Chevelle’s Album Hardly Rocks: The best and worst of “The North Corridor”

By Erin Caine
Elm Staff Writer

The hard rock trio Chevelle formed in a suburb of northern Chicago in 1995, and released their first studio album, Point #1, three years later. In July of this year they released their eighth studio album, “The North Corridor,” which AllMusic’s Neil Yeung has called the group’s “heaviest, darkest, and most aggressive effort in over a decade.”

Chevelle
Chevelle, the All-American rock band trio.

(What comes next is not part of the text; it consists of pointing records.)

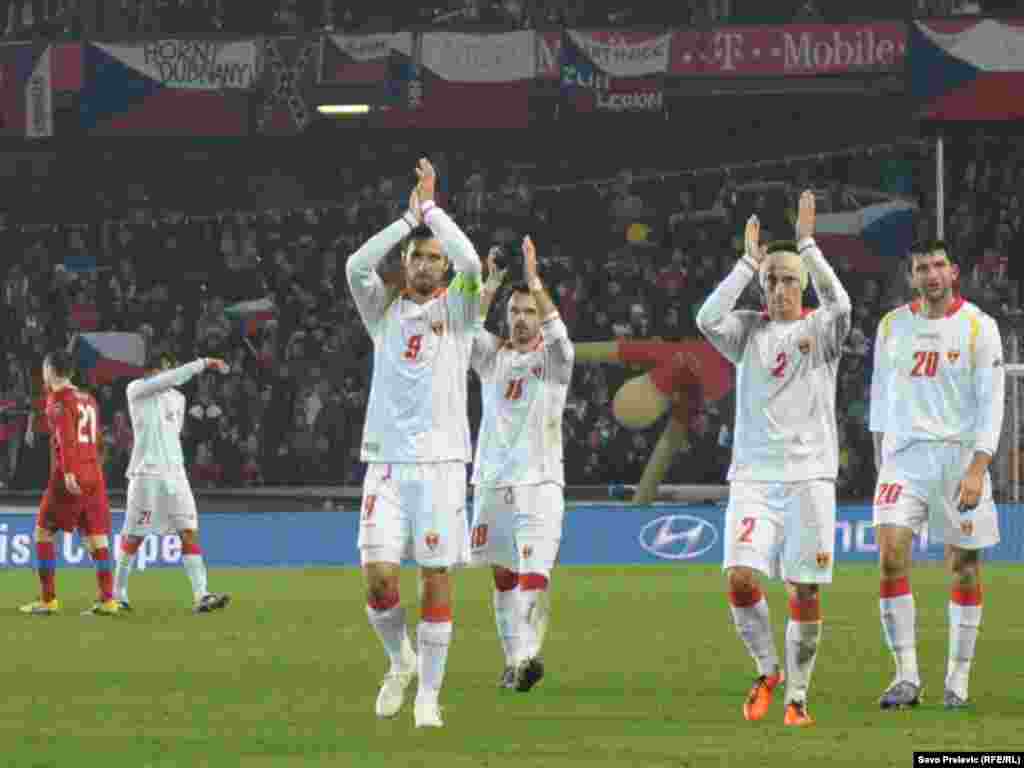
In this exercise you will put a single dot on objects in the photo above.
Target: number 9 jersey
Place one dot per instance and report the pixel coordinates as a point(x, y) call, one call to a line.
point(938, 379)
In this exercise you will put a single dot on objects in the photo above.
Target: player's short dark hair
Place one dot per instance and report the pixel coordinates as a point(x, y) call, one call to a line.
point(519, 287)
point(783, 246)
point(160, 360)
point(60, 360)
point(923, 247)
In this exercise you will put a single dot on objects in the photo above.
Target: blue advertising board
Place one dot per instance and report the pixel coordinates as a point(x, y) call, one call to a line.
point(594, 535)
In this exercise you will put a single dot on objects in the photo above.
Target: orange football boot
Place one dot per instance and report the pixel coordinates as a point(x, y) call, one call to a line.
point(759, 699)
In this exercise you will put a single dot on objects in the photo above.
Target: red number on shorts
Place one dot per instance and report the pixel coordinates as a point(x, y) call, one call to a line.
point(368, 508)
point(514, 389)
point(478, 538)
point(926, 364)
point(413, 349)
point(748, 529)
point(779, 371)
point(888, 493)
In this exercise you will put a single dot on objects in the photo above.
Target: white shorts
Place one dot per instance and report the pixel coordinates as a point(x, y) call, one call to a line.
point(782, 528)
point(415, 512)
point(919, 486)
point(159, 505)
point(518, 528)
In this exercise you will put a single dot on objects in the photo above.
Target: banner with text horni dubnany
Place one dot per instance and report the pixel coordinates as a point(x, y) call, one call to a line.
point(459, 80)
point(169, 87)
point(616, 71)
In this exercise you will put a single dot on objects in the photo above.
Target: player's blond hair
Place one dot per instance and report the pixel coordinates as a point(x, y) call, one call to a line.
point(784, 249)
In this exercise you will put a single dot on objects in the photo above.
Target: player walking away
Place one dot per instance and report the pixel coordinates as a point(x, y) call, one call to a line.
point(160, 499)
point(76, 493)
point(785, 452)
point(937, 399)
point(416, 438)
point(518, 472)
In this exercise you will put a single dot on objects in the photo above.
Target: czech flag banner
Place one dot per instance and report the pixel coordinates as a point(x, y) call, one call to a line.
point(870, 238)
point(968, 70)
point(251, 315)
point(103, 357)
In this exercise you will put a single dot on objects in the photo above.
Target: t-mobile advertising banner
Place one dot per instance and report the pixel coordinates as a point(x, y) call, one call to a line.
point(598, 535)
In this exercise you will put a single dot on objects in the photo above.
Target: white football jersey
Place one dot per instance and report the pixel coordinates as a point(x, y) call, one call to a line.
point(938, 379)
point(786, 375)
point(158, 414)
point(520, 438)
point(418, 395)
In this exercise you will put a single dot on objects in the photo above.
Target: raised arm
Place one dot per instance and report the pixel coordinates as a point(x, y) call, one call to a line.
point(724, 328)
point(989, 383)
point(140, 388)
point(880, 383)
point(556, 336)
point(368, 289)
point(457, 246)
point(494, 283)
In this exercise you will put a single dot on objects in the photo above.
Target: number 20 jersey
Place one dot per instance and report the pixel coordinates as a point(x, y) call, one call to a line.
point(938, 379)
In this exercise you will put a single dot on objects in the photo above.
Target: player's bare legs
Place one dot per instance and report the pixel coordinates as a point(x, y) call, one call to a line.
point(507, 617)
point(965, 619)
point(387, 616)
point(46, 563)
point(803, 633)
point(898, 615)
point(753, 622)
point(434, 635)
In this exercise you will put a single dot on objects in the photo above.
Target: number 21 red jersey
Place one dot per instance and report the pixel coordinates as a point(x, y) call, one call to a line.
point(74, 421)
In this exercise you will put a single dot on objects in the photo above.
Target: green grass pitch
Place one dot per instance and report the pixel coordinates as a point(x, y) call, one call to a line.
point(644, 669)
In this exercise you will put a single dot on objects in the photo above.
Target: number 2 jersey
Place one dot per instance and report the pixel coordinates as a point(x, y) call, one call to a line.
point(786, 375)
point(418, 396)
point(74, 421)
point(938, 379)
point(520, 438)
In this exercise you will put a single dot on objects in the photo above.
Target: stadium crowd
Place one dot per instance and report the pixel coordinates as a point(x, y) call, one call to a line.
point(75, 18)
point(292, 411)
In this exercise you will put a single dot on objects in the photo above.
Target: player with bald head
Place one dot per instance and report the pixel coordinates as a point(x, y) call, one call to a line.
point(781, 514)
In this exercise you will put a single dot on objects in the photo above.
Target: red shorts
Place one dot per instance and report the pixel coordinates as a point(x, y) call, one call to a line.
point(89, 513)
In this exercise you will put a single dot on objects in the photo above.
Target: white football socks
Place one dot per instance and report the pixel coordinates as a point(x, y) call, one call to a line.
point(802, 640)
point(964, 624)
point(509, 626)
point(898, 620)
point(754, 627)
point(433, 638)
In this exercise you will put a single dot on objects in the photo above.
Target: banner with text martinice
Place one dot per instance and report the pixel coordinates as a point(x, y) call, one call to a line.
point(790, 50)
point(469, 81)
point(615, 71)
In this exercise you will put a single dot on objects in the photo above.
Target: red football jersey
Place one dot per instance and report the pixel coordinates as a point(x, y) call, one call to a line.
point(74, 420)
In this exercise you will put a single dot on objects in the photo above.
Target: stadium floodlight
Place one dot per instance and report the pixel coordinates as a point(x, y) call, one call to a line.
point(343, 109)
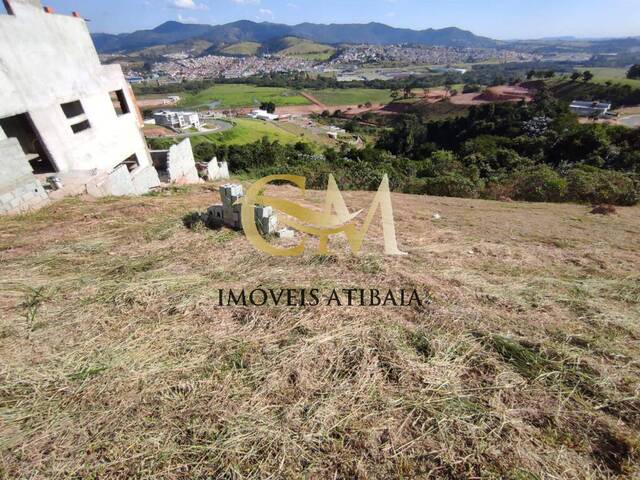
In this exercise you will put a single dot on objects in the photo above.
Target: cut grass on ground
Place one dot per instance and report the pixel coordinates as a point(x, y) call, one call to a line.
point(241, 95)
point(117, 361)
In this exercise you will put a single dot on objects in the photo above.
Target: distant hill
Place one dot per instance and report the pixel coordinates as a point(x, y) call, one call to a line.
point(241, 49)
point(246, 31)
point(299, 47)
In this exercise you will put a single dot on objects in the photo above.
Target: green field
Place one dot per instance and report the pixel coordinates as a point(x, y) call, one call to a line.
point(248, 131)
point(240, 95)
point(615, 75)
point(352, 96)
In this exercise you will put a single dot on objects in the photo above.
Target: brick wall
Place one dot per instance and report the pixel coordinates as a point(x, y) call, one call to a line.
point(19, 189)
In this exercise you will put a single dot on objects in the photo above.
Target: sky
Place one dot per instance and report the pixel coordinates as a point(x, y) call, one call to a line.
point(499, 19)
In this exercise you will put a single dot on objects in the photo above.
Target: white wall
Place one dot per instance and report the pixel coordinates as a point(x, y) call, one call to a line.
point(49, 59)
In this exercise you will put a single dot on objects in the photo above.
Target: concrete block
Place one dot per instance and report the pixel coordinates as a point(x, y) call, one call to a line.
point(217, 170)
point(144, 179)
point(181, 164)
point(117, 183)
point(286, 233)
point(263, 212)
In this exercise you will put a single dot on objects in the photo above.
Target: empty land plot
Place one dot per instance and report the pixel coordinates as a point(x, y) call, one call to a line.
point(241, 95)
point(352, 96)
point(117, 361)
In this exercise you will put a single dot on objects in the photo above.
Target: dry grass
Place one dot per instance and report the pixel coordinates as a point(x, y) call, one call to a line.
point(117, 363)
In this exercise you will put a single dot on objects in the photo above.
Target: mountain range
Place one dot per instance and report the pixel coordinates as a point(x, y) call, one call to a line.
point(170, 33)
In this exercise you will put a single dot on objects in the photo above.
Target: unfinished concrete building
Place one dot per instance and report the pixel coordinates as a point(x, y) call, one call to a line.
point(62, 113)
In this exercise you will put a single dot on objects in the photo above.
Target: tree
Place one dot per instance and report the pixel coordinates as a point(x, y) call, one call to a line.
point(634, 72)
point(270, 107)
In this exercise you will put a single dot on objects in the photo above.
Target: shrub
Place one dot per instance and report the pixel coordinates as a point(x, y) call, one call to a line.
point(593, 185)
point(451, 185)
point(539, 184)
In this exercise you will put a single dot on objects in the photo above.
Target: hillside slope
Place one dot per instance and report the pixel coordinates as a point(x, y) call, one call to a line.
point(247, 31)
point(116, 359)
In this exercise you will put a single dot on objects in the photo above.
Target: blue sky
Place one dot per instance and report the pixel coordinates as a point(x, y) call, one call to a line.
point(502, 19)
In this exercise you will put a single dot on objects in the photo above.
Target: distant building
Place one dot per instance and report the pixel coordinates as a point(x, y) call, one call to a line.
point(590, 109)
point(263, 115)
point(170, 119)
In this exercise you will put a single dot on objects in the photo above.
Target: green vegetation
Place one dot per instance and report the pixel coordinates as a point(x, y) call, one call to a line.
point(352, 96)
point(620, 95)
point(298, 47)
point(242, 49)
point(615, 76)
point(242, 95)
point(245, 131)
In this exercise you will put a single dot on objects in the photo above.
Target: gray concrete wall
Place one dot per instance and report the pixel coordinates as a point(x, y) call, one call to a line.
point(117, 183)
point(19, 189)
point(47, 60)
point(181, 164)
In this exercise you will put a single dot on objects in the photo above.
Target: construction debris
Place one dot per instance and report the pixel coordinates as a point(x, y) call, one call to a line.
point(217, 170)
point(229, 213)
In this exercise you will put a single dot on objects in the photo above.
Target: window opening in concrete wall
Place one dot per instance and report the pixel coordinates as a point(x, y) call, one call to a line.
point(79, 127)
point(119, 101)
point(77, 118)
point(72, 109)
point(21, 127)
point(131, 162)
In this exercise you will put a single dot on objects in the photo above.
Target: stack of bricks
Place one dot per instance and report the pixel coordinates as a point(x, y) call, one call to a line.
point(266, 220)
point(230, 212)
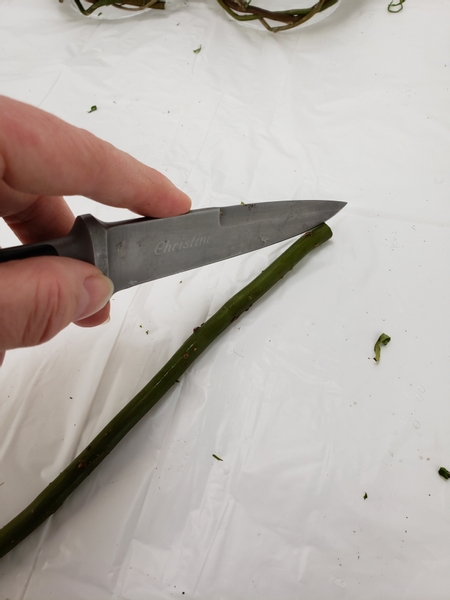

Chevelle pulled out no stops in delivering a sound brimming with everything one would expect from the group: eardrum-pummeling drums, tight riffwork, heavy bass, and singer Pete Loeffler’s punchy, livid vocals. Though the first half of the album is solid and well-executed on its own with its unrelenting aggression, it is the second half of the album that keeps it from sounding totally formulaic, and Yeung observes this latter half “contains the freshest ideas the band has had in years.”
The album opens with “Door to Door Cannibals,” a song which features Loeffler’s characteristic intricate riffing and raw vocals. Joe Hughes of Alternative Nation describes it as a “sonic gut punch demanding the listener strap themselves in for what is to come. Not to mention the song sports one of the bands greatest guitar solos. Singer/guitarist Pete Loeffler digs in vocally, sounding angrier and more aggressive in the first verse than on the entirety of 2014’s La Gargola. Where on that album, Chevelle seemed to pick and choose their moments of heaviness and aggression, they go full force on The North Corridor.”
The album maintains its breakneck speed and hard energy until halfway through, where the tracks “Rivers” and “Last Days” begin to reveal a more deliberate and measured sound with drawn-out chugging guitars and a throbbing bass line.
“The North Corridor,” seems at times mired in the tried-and-true sound and style Chevelle has developed in previous albums, and doesn’t deliver anything truly unique until its eight song, “Punchline.”  This track is moody and atmospheric, reminiscent of ‘90s alternative with its fuzzy, ambient sounds and smooth, unhurried rhythm, and Hughes observes that it is stylistically similar to the work of Nine Inch Nails frontman Trent Reznor. He continues, “[The song] sounds nothing like the rest of the album or really like anything in Chevelle’s entire discography, but it is so enchanting and so Chevelle you don’t bat an eye.”  The album concludes with its signature sound in “Shot from a Cannon,” which Yeung describes as a song that “truly plays with time and space,” one that “towers and chugs, like a giant stomping across a festival field. Laden with feedback, the song’s final minutes are a hypnotic jam session.”  Indeed, “Shot from a Cannon” reels in high-octane circles, untethered from the measured sound from mid-album, and generates a feverish delirium mirrored by tracks like “Young Wicked” and “Enemies.”
Still, though “The North Corridor” is an expertly executed effort sustained on the band’s unrelenting energy, aggression, and genuine talent, it lacks a dimension of memorability. The album feels less like something produced organically, and more as if someone scientifically created the quintessential Chevelle album.
Only very rarely, such as with “Punchline” and the Spanish guitar-tinged “Rivers,” does Chevelle really surprise the listener. Previous albums, such as 2011’s “Hats Off to the Bull” and 2014’s “La Gárgola,” each managed to firmly maintain their own distinctive sound and energy, taking the foundation established in their predecessors and adding a new stylistic flavor.
No matter how well-executed and solid it is as an effort, “The North Corridor” took few risks, and likely won’t stand the test of time as earlier Chevelle albums have.